Condemned to inpatient and forensic units

Our parliamentarians have condemned our community to inpatient units and forensic units on possibilities and without any concrete proof of benefit, and despite the fact that all human behaviour is entirely unable to be predicted.

We are the only political prisoners that exist in this country. The lack of utility and the negative impacts of psychiatric drugs, withdrawal from psychiatric drugs and particularly abrupt withdrawal are either unknown or ignored. Our media repeats this lack of knowledge extensively and salaciously, dwelling on every irrelevant detail and framing us all as unpredictable axe-wielding maniacs in the minds of our communities.

We do not need to be coerced or contained. We may need support on occasion, but it is factually and provably useful support that we need such as the Open Dialogue practice developed by psychiatrists and psychologists in Western Lapland.

We may need some time to work through a troubling period and so we need peer respites for there is no one who understands what we are going through in the way our peers do, and they will support us in a way that works.

Success of peer respites

Peer respites have been operating with great success across the world for decades.

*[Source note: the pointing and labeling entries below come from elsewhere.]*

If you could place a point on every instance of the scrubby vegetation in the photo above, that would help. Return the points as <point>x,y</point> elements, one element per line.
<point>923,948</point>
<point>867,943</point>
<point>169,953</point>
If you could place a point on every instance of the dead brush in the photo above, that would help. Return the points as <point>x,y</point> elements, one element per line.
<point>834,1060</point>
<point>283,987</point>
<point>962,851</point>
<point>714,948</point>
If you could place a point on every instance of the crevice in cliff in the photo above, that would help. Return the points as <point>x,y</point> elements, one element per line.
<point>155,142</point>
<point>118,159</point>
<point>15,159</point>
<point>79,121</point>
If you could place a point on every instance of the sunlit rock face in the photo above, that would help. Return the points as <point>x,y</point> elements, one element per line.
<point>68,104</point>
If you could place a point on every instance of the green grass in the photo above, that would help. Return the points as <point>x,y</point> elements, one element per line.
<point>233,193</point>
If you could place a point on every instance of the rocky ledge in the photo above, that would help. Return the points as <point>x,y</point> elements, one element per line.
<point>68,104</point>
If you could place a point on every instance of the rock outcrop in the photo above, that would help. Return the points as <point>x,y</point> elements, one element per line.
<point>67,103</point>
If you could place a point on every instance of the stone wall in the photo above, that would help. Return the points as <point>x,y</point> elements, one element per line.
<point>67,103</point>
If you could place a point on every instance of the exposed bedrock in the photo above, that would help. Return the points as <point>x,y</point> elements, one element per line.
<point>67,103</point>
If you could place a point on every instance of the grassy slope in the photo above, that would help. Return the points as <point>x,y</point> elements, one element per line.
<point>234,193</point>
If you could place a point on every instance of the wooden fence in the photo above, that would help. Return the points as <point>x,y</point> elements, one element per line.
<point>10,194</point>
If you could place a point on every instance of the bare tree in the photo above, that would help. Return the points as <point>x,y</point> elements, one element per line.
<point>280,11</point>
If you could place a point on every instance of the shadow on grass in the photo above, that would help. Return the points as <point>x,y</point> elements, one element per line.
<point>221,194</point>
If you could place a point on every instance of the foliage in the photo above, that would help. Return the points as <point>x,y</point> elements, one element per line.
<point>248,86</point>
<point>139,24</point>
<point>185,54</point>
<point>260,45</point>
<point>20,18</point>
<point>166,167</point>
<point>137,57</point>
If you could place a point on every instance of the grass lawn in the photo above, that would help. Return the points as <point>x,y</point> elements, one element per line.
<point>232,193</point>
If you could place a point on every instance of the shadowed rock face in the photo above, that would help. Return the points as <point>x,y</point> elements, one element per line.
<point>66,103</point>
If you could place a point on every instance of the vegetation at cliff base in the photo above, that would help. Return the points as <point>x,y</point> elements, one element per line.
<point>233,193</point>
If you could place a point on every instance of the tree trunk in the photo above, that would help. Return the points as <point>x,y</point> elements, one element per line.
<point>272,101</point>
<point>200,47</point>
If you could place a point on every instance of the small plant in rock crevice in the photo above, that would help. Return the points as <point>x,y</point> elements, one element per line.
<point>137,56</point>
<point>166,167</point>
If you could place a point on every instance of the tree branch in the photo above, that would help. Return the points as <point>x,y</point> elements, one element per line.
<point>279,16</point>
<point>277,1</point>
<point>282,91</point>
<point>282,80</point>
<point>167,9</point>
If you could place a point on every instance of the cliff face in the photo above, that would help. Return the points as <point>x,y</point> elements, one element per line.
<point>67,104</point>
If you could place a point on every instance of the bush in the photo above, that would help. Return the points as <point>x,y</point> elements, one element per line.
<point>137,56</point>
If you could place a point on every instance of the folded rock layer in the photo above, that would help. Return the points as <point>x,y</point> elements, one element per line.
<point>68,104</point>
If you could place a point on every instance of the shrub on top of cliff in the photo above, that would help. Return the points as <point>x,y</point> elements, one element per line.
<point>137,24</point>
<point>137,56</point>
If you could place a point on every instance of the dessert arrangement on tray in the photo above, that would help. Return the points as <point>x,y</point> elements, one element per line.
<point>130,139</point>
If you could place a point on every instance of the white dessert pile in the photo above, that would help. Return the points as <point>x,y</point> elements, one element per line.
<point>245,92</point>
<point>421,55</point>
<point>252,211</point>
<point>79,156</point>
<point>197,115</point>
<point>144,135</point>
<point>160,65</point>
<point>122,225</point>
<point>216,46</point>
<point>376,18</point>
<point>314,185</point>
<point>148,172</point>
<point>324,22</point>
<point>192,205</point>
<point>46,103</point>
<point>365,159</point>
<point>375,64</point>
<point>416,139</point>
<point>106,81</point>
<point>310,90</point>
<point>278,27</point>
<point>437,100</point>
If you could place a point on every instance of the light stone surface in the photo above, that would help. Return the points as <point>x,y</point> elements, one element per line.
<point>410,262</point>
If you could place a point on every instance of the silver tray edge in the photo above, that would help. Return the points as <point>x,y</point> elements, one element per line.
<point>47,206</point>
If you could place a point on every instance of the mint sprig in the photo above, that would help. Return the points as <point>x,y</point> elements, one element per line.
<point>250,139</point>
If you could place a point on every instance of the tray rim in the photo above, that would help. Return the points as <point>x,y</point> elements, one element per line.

We know about what can be put in place because we are a global community that shares ideas and experiences. The rates of people experiencing mental distress continue to rise, our suicide rates continue to escalate, and our expenditure on psychiatric drugs that have little research validity continues to increase because the powers that be refuse to listen to the one group of people who have the answers. Us.

We only ask to claim our place as human beings. We put our hands up because we care about all the members of our community. We are doing this work for ourselves and for them. We are proud of all the members of our community.

Te Whiti and Tohu saw a truth that applies to all of the disability community, including us mad people. Ruakere Hond observes in the article Why wasn’t I told?: “So they were engaged in a battle of words, thought, concept, ideology, world view—not a physical battle as was interpreted by the government men. Tohu and Te Whiti saw where the real battle lay.”

Kennedy Warne’s conclusion is that these great leaders did and do own the future. Our disability communities can only benefit by respecting and learning from them.

Andrea Bates is the co-founder Wellbeing Wellington, a values-driven organisation that supports the holistic wellbeing of the people of the Wellington region.